Vivíamos en “La Huerta”, en una casa dedicada a las labores del campo y un poco alejada del pueblo, un paraíso cuando hacía buen tiempo, pero aquella noche era la viva estampa de una postal siniestra. Y ya se sabe…, las mujeres en los momentos decisivos de nuestras vidas, necesitamos la cercanía y la ayuda de nuestra madre, lo que se suele decir en lenguaje coloquial “un poquito de teta”, y nada más decisivo que un parto. -Adolfo, me gustaría dar a luz en casa de mi madre-, así que Adolfo queriendo complacer a su querida mujer, recogió un pequeño hatillo, un paraguas y a la parturienta en plenas contracciones, y bajo la tormenta de aquella madrugada del día 14 de Febrero, recorrieron el camino que separaba “La Huerta” de la casa de mi abuela ya en el pueblo.

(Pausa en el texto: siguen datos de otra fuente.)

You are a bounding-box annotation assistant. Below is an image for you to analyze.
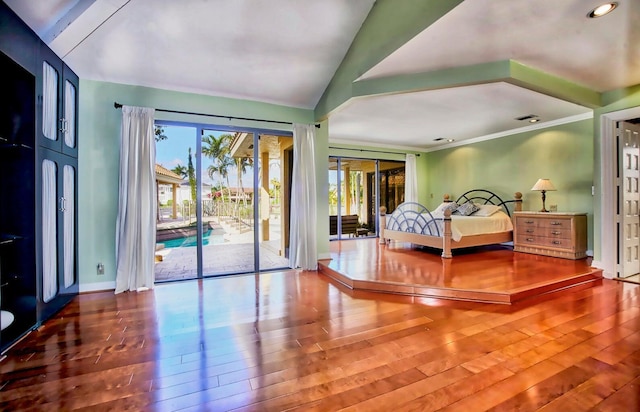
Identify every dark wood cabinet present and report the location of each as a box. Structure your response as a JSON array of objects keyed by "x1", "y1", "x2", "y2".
[{"x1": 0, "y1": 2, "x2": 79, "y2": 354}]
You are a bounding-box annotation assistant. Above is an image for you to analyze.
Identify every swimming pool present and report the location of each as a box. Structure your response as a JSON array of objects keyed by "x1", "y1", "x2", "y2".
[{"x1": 161, "y1": 229, "x2": 224, "y2": 248}]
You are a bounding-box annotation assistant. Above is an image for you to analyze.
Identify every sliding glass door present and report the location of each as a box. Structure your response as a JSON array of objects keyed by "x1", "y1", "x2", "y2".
[
  {"x1": 329, "y1": 156, "x2": 405, "y2": 240},
  {"x1": 156, "y1": 123, "x2": 293, "y2": 281}
]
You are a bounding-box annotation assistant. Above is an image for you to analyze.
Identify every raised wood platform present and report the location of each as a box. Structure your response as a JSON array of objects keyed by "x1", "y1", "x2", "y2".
[{"x1": 319, "y1": 238, "x2": 602, "y2": 304}]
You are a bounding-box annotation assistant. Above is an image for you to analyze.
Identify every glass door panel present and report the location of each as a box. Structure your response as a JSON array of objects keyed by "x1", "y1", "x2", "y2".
[
  {"x1": 155, "y1": 125, "x2": 199, "y2": 282},
  {"x1": 156, "y1": 123, "x2": 293, "y2": 282},
  {"x1": 202, "y1": 129, "x2": 256, "y2": 276},
  {"x1": 257, "y1": 134, "x2": 293, "y2": 270}
]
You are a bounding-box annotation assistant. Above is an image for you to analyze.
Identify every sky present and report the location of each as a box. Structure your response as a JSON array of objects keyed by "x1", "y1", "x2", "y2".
[{"x1": 156, "y1": 126, "x2": 253, "y2": 187}]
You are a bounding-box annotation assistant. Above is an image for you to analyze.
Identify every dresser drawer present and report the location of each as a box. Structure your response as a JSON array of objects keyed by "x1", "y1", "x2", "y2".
[
  {"x1": 518, "y1": 227, "x2": 571, "y2": 239},
  {"x1": 513, "y1": 212, "x2": 587, "y2": 259},
  {"x1": 516, "y1": 216, "x2": 571, "y2": 230},
  {"x1": 516, "y1": 235, "x2": 574, "y2": 250}
]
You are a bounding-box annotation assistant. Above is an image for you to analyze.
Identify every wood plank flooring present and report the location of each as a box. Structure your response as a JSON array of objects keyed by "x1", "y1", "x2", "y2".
[
  {"x1": 319, "y1": 239, "x2": 602, "y2": 304},
  {"x1": 0, "y1": 258, "x2": 640, "y2": 412}
]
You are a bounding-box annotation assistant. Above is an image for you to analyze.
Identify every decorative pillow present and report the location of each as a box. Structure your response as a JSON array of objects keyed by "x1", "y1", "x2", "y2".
[
  {"x1": 455, "y1": 200, "x2": 478, "y2": 216},
  {"x1": 431, "y1": 202, "x2": 458, "y2": 215},
  {"x1": 473, "y1": 204, "x2": 502, "y2": 217}
]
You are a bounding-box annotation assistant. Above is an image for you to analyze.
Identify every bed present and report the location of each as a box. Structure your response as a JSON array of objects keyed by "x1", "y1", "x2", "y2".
[{"x1": 380, "y1": 189, "x2": 522, "y2": 258}]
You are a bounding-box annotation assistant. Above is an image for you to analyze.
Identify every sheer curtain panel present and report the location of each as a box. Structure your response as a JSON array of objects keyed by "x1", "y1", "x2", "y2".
[
  {"x1": 289, "y1": 124, "x2": 318, "y2": 270},
  {"x1": 42, "y1": 159, "x2": 58, "y2": 303},
  {"x1": 42, "y1": 62, "x2": 58, "y2": 140},
  {"x1": 404, "y1": 154, "x2": 418, "y2": 202},
  {"x1": 115, "y1": 106, "x2": 156, "y2": 293}
]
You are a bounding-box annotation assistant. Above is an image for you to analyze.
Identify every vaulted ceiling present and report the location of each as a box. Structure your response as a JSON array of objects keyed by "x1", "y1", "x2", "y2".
[{"x1": 5, "y1": 0, "x2": 640, "y2": 150}]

-Creía que nacerías en la caseta de la luz- me cuenta mi padre con rictus de alivio en la cara. La caseta de la luz era una especie de torre de la que dependía toda la electricidad del pueblo y que se hallaba a medio camino entre las dos casas.
Por fin, entre rayos y truenos, llegamos (yo también) a la vivienda de mi abuela Inés.
Podéis imaginar el revuelo que se formó, ya nadie dormía, agua caliente y trapos, gente entrando y saliendo, truenos y lluvia… Y mi padre en busca de Doña Angelita, la matrona del pueblo, por cuyas manos ha pasado casi en su totalidad el censo carteyano.
La lluvia azotaba con fuerza los cristales del balcón de la habitación, en cuya cama mamá aliviaba sus dolores agarrada a los barrotes de níquel del cabecero. Y en un rotundo trueno precedido de un rayo que iluminó toda la estancia, asomé la cabeza siguiendo el camino que me indicaba la luz.
Cuando llegó Doña Angelita, yo ya estaba en el mundo, llorando y con el cordón umbilical enredado alrededor del vientre y por entre las piernas. -¡…Un niñooo, …un niñooo, …un niñooo!- salió corriendo mi abuela de la habitación para dar la noticia a los que esperaban en la cocina el desenlace del acontecimiento.
La matrona cortó el cordón umbilical y se dispuso a lavar al pequeño varón recién llegado. –¡Pero, ¿quién ha dicho que es un niño?!- se asombró la partera.
Contaba mi abuela que confundió el cordón que caía por entre las piernas del bebé con un diminuto miembro viril . Los nervios hicieron el resto.
Una vez hubo acabado todo el ritual del parto y acicalamiento de madre y bebé, ambas dimos muestra de un hambre voraz. Aquella niña iba a ser de muy buen comer (no se equivocaron).
El día siguiente amaneció radiante, haciendo realidad como nunca aquello de que el sol es el astro rey de todos los astros del universo. Mi padre marchó al mercado del pueblo a vender una cochina que pesaba unas 15 arrobas y por la que le pagaron alrededor de las 10.000 pesetas, lo que hoy serían 60€. Llegó a juntar entre los ahorros que tenía y la venta del animal unas 40.000 pesetas. ¡Toda una fortuna de la época!
Dicen que los niños suelen venir con un pan debajo del brazo, yo llegué con una cochina.